— Да. Недолго. Ему вкололи обезболивающее, у вас есть минут десять. Нельзя терять ни минуты.
— О-о-о, — выдыхаю я, смахивая слезы, — но у меня нет сразу всей суммы.
— Это не страшно, сегодня можете оплатить часть.
— Спасибо!
— Остаток суммы вы можете внести в течение рабочей недели.
— Как быстро, — произношу тихо. У меня лишь три дня на поиск денег.
Петр Васильевич притормаживает у двери одной из палат и кивком указывает на нее.
— Десять минут.
— Хорошо.
Я сжимаю документы на оплату и не решаюсь войти. Меня подгоняет осознание того, что Егорке больно и страшно сейчас. Мне бы точно было страшно одной.
— Только не плачь! — приказываю себе.
Я толкаю дверь, вдыхаю настойчивый запах медикаментов, произношу слишком громко:
— Привет.
Егор лежит на кровати. Под его спиной несколько подушек, по грудь он прикрыт простыней.
От этого зрелища мои ладони мгновенно становятся влажными и холодными, я возвращаюсь в воспоминания годичной давности. Такая же холодная палата и чувство ужаса и непонимания происходящего.
— Как же ты так? — спрашиваю и всхлипываю. — А? — оставляю сумочку и листы бумаги на тумбе, осторожно присаживаюсь на край кровати.
Братишка молчит. Не хорохорится и не пытается казаться взрослее, чем есть на самом деле. Он напуган и расстроен.
— Я не хотел, — произносит после длительного молчания. — Прости, — наконец смотрит мне в глаза. — Я правда не хотел.
Я смеюсь сквозь слезы и произношу:
— Верю, кто будет падать по собственной воле?
Мне не хочется ругать брата за то, что он ослушался. Злости совсем не осталось. Она вся превратилась в страх.
Егор криво улыбается, тыльной стороной ладони вытирает слезы.
— Все плохо, да? — спрашивает тихо. — Останусь калекой?
Воздух встает в легких, распирает меня изнутри.
— Еще чего! — отвечаю я сдавленно.
— Ясно, — выдыхает Егорка обреченно.
— Никаких «ясно». Я же сказала, что все будет хорошо! Ты что, мне не веришь? — склоняюсь и краем простыни стираю с лица брата влагу.

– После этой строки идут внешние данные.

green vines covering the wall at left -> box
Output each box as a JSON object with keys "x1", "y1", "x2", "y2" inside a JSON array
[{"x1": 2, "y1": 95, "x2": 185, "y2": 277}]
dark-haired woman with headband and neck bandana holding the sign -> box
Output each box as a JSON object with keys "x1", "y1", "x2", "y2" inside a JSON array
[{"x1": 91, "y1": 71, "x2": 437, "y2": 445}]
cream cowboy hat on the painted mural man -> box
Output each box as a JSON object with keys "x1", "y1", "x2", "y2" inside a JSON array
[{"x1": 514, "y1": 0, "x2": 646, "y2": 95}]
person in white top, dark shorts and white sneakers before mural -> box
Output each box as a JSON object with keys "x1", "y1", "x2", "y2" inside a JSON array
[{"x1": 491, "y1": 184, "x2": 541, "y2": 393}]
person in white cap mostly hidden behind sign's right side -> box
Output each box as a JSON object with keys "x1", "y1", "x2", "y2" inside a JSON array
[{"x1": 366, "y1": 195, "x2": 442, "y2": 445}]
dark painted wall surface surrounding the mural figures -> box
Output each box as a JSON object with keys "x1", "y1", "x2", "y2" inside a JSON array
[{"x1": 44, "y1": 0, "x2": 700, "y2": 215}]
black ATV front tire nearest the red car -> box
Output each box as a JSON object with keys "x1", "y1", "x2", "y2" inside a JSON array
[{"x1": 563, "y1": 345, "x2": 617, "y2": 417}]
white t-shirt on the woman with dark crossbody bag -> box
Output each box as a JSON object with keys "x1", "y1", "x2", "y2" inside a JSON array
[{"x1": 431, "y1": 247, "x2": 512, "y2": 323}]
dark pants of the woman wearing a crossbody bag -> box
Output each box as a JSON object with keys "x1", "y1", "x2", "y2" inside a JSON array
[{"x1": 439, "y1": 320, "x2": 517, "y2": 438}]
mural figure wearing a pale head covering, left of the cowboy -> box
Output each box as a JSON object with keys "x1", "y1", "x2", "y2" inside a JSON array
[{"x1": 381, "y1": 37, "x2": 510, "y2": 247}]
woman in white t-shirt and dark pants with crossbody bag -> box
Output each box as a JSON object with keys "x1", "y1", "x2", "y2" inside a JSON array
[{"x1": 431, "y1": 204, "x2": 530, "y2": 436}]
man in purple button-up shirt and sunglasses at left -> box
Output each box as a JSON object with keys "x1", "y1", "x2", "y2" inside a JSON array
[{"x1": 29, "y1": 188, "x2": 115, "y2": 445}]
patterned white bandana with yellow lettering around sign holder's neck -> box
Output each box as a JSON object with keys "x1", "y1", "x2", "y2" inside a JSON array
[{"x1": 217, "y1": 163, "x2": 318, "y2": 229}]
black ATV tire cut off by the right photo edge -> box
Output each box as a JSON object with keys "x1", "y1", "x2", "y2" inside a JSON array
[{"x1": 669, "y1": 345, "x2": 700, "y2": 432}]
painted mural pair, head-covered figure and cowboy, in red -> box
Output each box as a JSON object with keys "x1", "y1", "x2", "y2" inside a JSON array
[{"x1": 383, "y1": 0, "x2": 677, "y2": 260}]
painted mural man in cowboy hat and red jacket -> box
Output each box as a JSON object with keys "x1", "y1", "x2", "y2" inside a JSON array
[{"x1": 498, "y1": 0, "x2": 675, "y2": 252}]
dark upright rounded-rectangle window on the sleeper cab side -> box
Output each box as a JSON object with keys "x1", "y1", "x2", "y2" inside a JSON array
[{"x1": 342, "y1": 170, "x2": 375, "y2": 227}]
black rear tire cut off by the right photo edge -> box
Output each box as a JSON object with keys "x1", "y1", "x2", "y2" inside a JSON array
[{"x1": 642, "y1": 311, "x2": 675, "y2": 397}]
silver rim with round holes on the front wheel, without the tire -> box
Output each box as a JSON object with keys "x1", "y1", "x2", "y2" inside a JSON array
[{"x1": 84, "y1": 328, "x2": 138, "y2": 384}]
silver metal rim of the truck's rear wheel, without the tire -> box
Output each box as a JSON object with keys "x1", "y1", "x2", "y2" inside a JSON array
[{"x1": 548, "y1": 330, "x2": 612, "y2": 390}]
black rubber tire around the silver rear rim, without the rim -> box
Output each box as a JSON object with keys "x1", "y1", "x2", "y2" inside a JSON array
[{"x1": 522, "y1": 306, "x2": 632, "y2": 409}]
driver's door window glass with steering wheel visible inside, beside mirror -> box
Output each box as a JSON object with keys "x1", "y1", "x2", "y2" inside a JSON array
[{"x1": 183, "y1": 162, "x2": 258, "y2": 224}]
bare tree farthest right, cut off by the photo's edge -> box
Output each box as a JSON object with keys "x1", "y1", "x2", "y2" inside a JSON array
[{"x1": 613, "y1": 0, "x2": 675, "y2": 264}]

Он убирает мои руки. — Петр Васильевич дал тебе год на полное восстановление. Понятно? Год! Мы же и на море собирались. А раз собирались — обязательно поедем. Только тебе нужно быть сильным! А ты умеешь быть сильным, я знаю. Хочешь на море? — спрашиваю.
Егорка коротко кивает и отворачивается. Скрывает слезы.
— Я буду сильным, — говорит подрагивающим голосом.
— Я не сомневалась. Егор, — зову брата. Он смотрит на меня исподлобья. — Сейчас я уйду. Но скоро вернусь. Нужно собрать тебе вещи, позвонить на работу. Понимаешь?
— Да, — произносит он уже уверенней.
— Тогда я пойду?
— Да.
— До встречи, — целую Егора в щеку. — Вернусь сразу, как закончу дела.
Я уверенно выхожу из палаты брата, закрываю за собой дверь и прижимаюсь к ней спиной. Стою пару секунд. Дышу медленно и глубоко.
— И с этим справлюсь, — произношу тихо.
Выхожу из отделения, совершенно забыв о подруге.
— Как Егор? — Ната налетает на меня.
— Ему вкололи обезболивающее. Сейчас он в палате. Я еду собрать ему вещи.
— Есь, — подруга пытается меня остановить. — Я тебе помогу, — заверяет меня. — Это все же моя вина.
До встречи с отцом Наты в «Элите» я бы приняла ее помощь и, возможно, осмелилась попросить в долг денег, хотя бы часть, но не сейчас. Сергей Дмитриевич просто не позволит дочери занять мне такую крупную сумму денег, а мне не позволит совесть взять их.
Останавливаюсь. Не избежать неудобного разговора.
— Это не твоя вина. Он мог потерять сознание и дома, — произношу отрешенно и немного зло. Я отвожу взгляд, не в силах смотреть подруге в глаза.
— Поняла, — говорит она тихо и отпускает мои предплечья. — Ты разрешишь навестить Егора?